A Mountain bike Hipster Term

Basically a trail where you can pump and flow, and not have to pedal very much. Can have jumps and berms but mainly something where the terrain lets you keep momemtum without pedaling and usually is pretty buffed out where there isn't much chunk to worry about. All about flowing with the trail.

Lot of guys who are into style over speed/tech like Flow Trails.


----------



## Hoban (Oct 14, 2012)

Regular XC trails have chunks, flat, and tight turns. Basically are hiking trails that we ride on. Flow trails are built MTB specific that go downhill. They have bermed turns, rollers, jumps, etc. that allow you to keep your speed up with minimal pedaling, keep your "flow" going. My favorite riding. 

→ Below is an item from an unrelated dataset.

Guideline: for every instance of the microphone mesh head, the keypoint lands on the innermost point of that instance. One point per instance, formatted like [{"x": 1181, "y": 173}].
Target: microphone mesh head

You when you're hauling ass on a trail, going flat, some down, then you hit that crappy tight turn that goes uphill, and you almost stop trying to shift into your higher gear? That'll fawk your flow for sure...


----------



## evasive (Feb 18, 2005)

"Flow trails" don't necessarily go downhill, but they do tend to have lower grades than multipurpose trails. And as mentioned, they tend to be both wider and smoother, with longer sight lines. They will commonly 'play' with a contour, going up and down slightly, to give a sense of fun. They're designed to be fun on a mountain bike, rather than to provide the most direct route somewhere. Hikers would find them irritating.


----------



## DennisF (Nov 4, 2011)

Thanks. Sounds like fun.

Bell is funding a "Pump, Flow, and Downhill" project -- just wondered.


----------